On parle de nous

Tout est dans le nom : «Place Publique». Avec cette association, le cogolinois Francis José-Maria, candidat aux dernières élections municipales, souhaite ouvrir le débat. A tous. Et sur tous les fronts.
«L’essentiel c’est qu’il se passe quelque chose.» Cette association va concrètement prendre le relais de celle créée au moment de la dernière campagne électorale et qui s’appelait alors «Tous pour Cogolin».
«On souhaitait lui donner une capacité d’agir, d’engager des démarches sérieuses», d’où le changement de statut.
Avec des motivations claires et simples : «Après les élections, des citoyens sont venus nous dire : «On ne peut pas rester sans rien faire»».
Comme une suite logique du travail engagé pendant la campagne au cours de laquelle son équipe avait rassemblé des habitants, incité les Cogolinois à participer à la vie publique.
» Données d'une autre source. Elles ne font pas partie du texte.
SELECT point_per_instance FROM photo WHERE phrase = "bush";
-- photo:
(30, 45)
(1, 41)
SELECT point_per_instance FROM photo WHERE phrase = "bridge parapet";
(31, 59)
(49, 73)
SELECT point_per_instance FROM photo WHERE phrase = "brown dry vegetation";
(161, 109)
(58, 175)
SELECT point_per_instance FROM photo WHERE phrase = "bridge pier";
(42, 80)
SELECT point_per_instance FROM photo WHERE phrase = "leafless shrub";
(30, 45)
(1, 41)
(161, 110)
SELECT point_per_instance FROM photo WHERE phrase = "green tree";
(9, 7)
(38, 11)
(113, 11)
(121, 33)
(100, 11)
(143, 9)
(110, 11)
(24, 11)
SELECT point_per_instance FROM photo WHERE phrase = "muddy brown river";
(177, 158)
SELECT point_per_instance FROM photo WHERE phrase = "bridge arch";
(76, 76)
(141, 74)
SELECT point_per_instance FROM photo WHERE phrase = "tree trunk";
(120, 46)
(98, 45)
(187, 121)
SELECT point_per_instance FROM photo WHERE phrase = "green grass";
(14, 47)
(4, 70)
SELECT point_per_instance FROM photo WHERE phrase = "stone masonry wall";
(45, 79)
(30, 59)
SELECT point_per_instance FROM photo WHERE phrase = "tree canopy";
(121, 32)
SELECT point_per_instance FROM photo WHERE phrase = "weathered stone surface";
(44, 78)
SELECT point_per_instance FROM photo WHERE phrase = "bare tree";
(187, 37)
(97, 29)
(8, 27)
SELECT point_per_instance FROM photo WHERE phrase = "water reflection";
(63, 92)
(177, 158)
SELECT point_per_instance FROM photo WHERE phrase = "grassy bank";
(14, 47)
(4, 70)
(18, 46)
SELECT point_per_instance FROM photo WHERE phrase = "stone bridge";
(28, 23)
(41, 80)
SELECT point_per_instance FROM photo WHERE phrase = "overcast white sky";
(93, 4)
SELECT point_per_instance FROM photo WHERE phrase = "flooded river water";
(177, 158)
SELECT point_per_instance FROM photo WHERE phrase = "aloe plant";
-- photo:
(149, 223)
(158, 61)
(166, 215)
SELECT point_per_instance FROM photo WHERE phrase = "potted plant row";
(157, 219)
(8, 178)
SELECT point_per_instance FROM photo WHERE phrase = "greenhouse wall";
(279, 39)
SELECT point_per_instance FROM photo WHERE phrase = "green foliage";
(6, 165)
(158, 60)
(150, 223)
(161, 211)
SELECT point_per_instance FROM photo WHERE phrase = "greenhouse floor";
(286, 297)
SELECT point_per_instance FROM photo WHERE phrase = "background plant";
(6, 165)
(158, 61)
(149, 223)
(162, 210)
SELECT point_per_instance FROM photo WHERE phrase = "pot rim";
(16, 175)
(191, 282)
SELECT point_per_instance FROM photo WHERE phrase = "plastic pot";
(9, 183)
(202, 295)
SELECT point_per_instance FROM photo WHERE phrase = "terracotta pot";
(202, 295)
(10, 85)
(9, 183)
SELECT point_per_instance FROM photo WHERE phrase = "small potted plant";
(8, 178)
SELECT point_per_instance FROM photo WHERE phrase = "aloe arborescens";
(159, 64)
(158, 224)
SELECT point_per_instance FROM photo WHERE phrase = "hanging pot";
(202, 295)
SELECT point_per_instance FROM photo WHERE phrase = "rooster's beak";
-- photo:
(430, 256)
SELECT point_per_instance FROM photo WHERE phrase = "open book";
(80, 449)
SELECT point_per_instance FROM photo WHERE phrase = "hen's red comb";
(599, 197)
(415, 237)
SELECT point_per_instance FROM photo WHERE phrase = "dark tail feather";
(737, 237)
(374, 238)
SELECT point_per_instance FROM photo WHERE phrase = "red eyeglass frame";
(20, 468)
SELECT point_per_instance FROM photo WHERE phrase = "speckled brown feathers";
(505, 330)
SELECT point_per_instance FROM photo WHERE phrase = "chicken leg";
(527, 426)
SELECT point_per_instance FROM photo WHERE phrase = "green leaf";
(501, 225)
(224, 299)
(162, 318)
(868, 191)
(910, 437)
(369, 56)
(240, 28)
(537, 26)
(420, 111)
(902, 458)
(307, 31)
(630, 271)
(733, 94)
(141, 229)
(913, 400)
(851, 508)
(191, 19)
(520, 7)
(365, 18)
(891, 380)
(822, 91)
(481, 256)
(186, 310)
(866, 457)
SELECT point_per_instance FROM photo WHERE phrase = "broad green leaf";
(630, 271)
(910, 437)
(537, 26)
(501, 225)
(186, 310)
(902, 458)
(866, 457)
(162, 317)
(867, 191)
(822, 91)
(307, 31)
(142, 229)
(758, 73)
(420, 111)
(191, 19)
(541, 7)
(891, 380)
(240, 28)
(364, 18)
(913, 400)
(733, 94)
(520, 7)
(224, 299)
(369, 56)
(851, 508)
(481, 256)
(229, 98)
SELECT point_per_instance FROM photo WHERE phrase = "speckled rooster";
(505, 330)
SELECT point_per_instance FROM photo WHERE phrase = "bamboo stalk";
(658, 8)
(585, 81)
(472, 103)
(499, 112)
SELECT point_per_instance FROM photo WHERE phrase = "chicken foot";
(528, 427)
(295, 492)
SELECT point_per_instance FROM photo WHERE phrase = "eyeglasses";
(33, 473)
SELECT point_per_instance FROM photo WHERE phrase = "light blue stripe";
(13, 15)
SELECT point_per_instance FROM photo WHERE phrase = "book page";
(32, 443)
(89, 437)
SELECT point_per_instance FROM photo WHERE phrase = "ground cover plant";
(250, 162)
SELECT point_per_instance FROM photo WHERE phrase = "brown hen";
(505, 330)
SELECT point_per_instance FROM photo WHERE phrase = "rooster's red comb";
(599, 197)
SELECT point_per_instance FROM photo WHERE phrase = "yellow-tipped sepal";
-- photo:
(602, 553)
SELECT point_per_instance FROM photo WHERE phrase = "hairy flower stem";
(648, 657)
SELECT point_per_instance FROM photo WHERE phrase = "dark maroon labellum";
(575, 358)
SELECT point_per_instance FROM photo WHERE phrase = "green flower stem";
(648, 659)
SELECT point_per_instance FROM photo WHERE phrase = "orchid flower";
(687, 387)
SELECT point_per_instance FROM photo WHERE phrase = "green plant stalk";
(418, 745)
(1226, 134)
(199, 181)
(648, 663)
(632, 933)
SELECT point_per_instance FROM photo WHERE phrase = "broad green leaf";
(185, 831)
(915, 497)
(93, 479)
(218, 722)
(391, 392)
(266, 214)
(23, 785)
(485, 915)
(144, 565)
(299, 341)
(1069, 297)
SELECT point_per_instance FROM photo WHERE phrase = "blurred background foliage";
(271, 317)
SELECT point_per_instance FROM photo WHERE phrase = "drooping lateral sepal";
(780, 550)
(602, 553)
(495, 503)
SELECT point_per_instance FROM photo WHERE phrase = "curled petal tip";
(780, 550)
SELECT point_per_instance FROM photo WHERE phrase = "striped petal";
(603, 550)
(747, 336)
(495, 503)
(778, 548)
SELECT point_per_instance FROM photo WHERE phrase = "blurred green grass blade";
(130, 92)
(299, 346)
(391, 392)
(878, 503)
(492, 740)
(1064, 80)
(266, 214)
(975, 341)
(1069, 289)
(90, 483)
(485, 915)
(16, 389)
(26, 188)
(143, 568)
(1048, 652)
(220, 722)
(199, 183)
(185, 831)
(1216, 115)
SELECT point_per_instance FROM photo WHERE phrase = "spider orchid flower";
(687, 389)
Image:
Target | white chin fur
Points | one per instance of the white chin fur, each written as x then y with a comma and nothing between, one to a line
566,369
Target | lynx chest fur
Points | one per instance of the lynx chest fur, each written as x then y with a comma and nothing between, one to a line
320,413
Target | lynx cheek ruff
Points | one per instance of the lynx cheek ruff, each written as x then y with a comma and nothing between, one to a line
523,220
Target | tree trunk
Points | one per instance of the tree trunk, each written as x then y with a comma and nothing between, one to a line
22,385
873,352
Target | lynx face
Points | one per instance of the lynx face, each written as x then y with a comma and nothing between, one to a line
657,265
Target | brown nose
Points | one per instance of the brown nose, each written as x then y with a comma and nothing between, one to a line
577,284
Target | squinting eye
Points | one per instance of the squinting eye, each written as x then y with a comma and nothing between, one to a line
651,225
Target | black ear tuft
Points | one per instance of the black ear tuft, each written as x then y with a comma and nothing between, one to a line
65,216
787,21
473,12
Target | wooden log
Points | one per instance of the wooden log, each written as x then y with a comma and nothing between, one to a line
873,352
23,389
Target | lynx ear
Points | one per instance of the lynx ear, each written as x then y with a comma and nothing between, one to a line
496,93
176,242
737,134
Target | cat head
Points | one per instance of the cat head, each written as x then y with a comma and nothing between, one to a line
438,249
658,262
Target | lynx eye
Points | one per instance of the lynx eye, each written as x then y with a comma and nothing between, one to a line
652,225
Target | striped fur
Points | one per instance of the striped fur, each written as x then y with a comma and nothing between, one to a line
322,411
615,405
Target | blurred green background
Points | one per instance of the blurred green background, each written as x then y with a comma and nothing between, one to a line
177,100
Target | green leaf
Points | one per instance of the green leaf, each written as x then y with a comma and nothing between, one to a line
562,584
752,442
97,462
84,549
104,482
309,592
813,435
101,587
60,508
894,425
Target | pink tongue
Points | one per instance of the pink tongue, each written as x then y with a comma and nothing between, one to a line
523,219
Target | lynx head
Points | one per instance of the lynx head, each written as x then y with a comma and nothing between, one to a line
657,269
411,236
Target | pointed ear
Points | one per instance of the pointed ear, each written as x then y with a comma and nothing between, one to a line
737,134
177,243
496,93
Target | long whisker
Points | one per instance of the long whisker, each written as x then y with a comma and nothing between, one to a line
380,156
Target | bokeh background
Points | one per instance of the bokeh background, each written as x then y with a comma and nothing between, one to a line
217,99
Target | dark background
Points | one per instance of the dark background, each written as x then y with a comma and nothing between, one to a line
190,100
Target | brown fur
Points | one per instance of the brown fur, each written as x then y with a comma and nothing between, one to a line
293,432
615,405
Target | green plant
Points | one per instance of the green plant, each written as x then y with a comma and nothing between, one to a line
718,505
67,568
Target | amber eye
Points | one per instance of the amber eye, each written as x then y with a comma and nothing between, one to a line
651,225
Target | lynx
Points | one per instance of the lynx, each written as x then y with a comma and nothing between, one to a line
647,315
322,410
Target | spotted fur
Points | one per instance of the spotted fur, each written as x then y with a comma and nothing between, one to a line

ACTEUR PLUTÔT QUE SPECTATEUR

Après un temps de réflexion, il en a conclu qu’il ne pouvait «pas être spectateur après ce qu’il s’était passé.» Un défi autant collectif que personnel : «A partir du moment où l’on s’est engagé, il faut continuer… Et malgré mon grand âge, qui aurait pu m’inciter à faire autre chose, une vie de grand-père tranquille, par exemple, c’est en pensant à eux [ses petits-enfants, Ndlr] que j’ai décidé de continuer. Qu’est-ce-que sera leur futur ?»
Il y a, en filigrane, la volonté de ne pas abandonner le terrain au Front national. «C’est un parti pas comme les autres. Il ne s’agit pas de remettre en case le vote démocratique» indique-t-il. Au cours de la campagne, il a ressenti «ce sentiment de frustration de la population vis-à-vis des dirigeants politiques.»
Dans la cité de Cogolin, son collectif «sera vigilant» sur les actions municipales. Pas question cependant, déclare-t-il, «de diaboliser le Front national». Sans pour autant «banaliser sa nature ».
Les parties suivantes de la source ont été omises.